Make the search REST API work in large wikis

MichaelHamann · March 7, 2025, 1:25pm

I’ve done some more experiments, and I’m wondering if we really need n-grams. It seems to me that doing something like *INPUT* is bad in Solr, but INPUT* seems to only cause a relatively small performance hit - having a more complex query with two more conditions seemed to cause a bigger hit in my local test with 3 million indexed documents.

Considering that, there might not really be a need for that n-gram index unless we really want to be able to have matches starting in the middle of a word.

What seems to be a problem with the current search index is that we currently don’t have the last space indexed separately which would be important to be able to match the name of non-terminal documents. We could instead match all spaces which would basically re-open XWIKI-20632. We could make that a bit less severe by giving a higher weight to the title when both title and name shall be searched. Further, the title would be more effective in Solr as we have the rendered title in Solr.

I’m also not sure that the current index is really enough for searching spaces. While I outlined a possible strategy above, I’m not sure whether it is good enough. However, searching for spaces could also be treated as separate topic that we could solve separately as I think it is used much less frequently and the code is already quite separate.

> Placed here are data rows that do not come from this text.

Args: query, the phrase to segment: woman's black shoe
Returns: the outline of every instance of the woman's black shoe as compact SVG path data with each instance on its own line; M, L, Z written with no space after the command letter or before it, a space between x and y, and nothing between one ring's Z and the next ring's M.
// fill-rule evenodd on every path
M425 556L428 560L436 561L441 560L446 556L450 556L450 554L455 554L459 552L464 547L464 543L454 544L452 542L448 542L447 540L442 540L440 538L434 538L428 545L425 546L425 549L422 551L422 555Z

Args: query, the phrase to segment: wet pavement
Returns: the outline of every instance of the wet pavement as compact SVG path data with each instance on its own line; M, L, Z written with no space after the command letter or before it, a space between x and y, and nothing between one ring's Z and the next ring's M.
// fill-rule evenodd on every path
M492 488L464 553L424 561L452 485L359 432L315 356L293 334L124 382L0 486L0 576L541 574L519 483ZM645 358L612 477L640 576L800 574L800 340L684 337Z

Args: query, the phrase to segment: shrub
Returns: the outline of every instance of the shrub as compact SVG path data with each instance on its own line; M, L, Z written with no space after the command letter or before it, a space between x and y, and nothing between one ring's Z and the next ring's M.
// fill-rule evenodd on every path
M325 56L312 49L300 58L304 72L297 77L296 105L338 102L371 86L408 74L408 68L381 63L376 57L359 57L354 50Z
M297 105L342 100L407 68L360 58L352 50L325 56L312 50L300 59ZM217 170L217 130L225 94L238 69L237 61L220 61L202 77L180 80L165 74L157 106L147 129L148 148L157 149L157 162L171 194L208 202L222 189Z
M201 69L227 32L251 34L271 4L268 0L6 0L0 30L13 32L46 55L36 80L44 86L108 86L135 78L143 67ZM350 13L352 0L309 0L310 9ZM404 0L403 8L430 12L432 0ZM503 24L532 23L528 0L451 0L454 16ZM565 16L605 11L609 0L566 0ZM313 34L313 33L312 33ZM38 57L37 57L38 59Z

Do you have any opinions how we should continue? I think it might be a promising move to develop a first version of the search REST API that works with the existing search index as it would be a lot simpler to deploy.

I would also suggest offering both database and Solr implementations with a configuration option to switch them in a first version, with the idea of removing the database version once the Solr version has been proven to be good enough in real use.